A total of 39 healthy children ages 4 to 13 participated in the research. They were examined at another institution, the Children’s National Medical Center, by research physicians working with the Newport team, William D. Gaillard and Madison M. Berl. In the Newport laboratory, studies were conducted in 14 adult participants and then a comparative analysis of the results was performed in children and adults. The participants were assigned a familiar sentence comprehension task, and to solve it, they all followed the fMRI activation pattern in their two hemispheres. The researchers compared the age groups 4-6, 7-9, 10-13, and 18-29 in terms of location of language-activated brain areas. The result of the analysis for each voxel (spatial pixel, that is, a small volume of the brain) was the percentage of participants in whom linguistic processing resulted in significant activation in that voxel. An additional whole brain scan was designed to explore areas of the brain whose language activation was age dependent.

The results showed that, although at the group level, young children already have a predominance of left-hand language activation,

in the youngest age group, the corresponding right hemispheres of the brain also showed obvious activation.
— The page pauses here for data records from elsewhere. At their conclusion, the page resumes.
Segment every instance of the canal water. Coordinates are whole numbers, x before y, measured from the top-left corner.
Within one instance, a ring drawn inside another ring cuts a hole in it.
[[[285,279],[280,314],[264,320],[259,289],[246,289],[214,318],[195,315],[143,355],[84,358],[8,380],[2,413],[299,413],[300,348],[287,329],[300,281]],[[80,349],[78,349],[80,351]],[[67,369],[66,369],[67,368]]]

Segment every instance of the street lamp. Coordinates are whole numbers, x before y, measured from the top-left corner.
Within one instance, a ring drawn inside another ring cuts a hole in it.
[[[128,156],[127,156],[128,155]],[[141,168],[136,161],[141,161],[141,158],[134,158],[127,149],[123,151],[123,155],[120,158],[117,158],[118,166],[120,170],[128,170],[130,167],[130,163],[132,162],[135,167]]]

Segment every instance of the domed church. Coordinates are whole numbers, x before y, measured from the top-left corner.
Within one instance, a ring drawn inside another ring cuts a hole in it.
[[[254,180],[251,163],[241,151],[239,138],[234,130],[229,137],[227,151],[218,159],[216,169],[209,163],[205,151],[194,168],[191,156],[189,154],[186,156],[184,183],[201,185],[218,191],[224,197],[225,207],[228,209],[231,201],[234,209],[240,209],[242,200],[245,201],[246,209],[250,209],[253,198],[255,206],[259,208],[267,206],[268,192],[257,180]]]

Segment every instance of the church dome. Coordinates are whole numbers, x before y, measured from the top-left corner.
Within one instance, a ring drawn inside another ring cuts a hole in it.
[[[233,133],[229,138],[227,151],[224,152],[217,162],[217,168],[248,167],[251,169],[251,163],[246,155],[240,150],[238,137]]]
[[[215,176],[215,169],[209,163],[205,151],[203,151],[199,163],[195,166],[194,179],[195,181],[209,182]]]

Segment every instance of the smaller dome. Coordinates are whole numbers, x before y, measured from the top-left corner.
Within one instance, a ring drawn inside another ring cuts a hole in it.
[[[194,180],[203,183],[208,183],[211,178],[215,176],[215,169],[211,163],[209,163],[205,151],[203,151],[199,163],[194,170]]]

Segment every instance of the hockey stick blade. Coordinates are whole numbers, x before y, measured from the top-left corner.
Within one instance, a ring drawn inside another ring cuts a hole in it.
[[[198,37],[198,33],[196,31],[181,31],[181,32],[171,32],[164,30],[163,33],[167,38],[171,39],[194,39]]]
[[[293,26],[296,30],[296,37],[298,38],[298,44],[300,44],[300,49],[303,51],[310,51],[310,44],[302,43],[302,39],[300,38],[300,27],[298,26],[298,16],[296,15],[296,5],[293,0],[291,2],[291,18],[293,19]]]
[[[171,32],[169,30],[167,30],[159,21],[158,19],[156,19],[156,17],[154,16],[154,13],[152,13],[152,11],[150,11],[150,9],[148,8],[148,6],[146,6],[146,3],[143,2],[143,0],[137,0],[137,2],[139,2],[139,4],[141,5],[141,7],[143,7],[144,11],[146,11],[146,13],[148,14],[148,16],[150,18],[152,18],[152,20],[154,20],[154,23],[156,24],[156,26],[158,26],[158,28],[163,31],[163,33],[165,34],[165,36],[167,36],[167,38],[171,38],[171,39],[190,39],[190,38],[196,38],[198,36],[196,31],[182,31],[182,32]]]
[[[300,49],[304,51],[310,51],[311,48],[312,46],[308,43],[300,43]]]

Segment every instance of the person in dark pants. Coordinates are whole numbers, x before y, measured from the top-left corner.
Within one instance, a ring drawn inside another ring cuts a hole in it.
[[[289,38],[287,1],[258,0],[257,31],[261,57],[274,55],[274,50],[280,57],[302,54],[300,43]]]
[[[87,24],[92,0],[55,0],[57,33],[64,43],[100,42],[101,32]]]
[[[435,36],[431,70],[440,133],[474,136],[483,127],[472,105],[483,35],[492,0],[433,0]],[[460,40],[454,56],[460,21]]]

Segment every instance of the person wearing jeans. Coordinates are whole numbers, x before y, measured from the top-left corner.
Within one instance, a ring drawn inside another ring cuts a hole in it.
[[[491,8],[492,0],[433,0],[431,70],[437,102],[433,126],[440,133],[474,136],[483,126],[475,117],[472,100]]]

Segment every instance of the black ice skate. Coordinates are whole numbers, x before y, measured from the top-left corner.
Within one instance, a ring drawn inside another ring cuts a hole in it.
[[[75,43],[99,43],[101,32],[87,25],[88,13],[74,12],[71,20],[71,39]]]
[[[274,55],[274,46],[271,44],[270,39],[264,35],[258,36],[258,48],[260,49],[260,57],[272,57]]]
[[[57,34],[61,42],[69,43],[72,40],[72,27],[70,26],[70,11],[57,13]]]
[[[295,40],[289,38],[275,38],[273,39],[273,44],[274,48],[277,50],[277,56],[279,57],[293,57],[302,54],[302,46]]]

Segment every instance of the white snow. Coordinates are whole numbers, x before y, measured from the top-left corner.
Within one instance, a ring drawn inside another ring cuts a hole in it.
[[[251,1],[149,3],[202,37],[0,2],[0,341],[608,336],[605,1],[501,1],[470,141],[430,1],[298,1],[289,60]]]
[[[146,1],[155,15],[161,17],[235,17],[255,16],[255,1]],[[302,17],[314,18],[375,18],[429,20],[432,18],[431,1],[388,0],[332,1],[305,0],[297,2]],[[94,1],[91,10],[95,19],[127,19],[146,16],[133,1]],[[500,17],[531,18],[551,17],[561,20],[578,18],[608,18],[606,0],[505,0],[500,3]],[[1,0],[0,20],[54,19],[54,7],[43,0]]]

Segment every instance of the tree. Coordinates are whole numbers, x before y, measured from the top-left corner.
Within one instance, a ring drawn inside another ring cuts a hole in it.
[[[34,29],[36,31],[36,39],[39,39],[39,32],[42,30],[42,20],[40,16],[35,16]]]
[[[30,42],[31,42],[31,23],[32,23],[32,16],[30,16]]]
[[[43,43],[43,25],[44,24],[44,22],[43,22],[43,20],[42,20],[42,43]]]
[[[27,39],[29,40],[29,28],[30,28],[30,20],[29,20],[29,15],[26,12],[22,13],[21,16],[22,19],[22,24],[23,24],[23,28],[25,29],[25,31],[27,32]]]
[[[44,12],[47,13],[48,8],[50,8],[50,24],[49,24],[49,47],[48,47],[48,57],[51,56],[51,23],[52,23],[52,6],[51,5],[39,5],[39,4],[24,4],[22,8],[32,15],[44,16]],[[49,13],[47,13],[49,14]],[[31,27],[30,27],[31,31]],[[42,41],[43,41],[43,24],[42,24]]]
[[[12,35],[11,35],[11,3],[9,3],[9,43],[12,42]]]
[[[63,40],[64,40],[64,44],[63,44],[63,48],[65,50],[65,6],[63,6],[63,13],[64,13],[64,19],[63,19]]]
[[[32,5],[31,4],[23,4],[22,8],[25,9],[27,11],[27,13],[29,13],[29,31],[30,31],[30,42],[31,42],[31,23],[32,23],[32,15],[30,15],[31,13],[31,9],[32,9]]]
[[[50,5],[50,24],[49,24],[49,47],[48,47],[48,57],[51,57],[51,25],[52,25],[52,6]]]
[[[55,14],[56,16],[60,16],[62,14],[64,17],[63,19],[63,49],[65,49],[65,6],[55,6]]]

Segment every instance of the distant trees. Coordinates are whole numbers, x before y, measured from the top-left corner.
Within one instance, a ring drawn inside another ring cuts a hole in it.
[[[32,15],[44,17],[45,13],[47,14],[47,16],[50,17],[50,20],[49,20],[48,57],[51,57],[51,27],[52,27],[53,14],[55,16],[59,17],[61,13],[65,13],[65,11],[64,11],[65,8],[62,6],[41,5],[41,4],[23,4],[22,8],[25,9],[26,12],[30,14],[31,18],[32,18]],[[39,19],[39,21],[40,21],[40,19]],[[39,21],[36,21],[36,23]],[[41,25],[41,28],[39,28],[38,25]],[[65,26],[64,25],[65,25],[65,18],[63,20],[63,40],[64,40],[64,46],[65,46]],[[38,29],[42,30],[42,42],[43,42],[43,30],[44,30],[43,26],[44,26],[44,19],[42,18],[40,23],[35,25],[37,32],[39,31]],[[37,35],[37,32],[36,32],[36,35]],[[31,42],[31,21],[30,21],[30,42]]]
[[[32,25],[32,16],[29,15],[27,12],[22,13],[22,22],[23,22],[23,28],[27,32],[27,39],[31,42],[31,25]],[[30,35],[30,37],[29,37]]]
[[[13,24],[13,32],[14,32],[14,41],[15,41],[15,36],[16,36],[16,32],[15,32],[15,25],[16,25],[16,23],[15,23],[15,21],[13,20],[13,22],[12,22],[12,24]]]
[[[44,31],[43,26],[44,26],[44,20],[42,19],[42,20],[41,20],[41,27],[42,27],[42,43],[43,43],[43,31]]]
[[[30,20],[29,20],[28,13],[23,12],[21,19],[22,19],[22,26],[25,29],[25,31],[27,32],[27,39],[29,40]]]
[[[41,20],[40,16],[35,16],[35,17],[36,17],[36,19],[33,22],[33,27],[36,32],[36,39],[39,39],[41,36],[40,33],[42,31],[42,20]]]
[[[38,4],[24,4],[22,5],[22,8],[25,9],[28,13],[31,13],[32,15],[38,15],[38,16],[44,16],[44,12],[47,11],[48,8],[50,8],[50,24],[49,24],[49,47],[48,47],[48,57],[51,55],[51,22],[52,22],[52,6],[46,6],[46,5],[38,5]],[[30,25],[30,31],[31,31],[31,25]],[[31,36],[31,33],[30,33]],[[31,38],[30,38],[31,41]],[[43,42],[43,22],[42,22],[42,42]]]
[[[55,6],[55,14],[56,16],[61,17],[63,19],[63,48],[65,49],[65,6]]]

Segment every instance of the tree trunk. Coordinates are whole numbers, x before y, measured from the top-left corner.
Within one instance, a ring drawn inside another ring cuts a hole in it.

(In adults, the same areas were activated during completely different tasks, such as processing the emotions expressed by sound. In young children, the relevant areas of both hemispheres of the brain were involved in processing the intellectual and emotional content of speech) .

Source: Pixabay

Newport believes that “the higher level of activation of the right hemisphere in the sentence processing task and the slow deterioration of this activation during development reflect not only an age-dependent change in sentence comprehension strategies, but also a change in the neural distribution of linguistic functions “. it would be a way for his group to do the same analysis with even younger children, “we would experience even greater functional participation of the right hemisphere in language processing than what we saw among our youngest participants, ages 4-6.”

Our data show that the right hemisphere is normally involved in language processing during early childhood, and this opens the possibility of maintaining and developing linguistic function within the right hemisphere in the event of a left hemisphere injury. Newport summarized.

To further evade theory, the researcher and her group are now working with adolescents and young adults who suffered severe left hemisphere strokes at birth.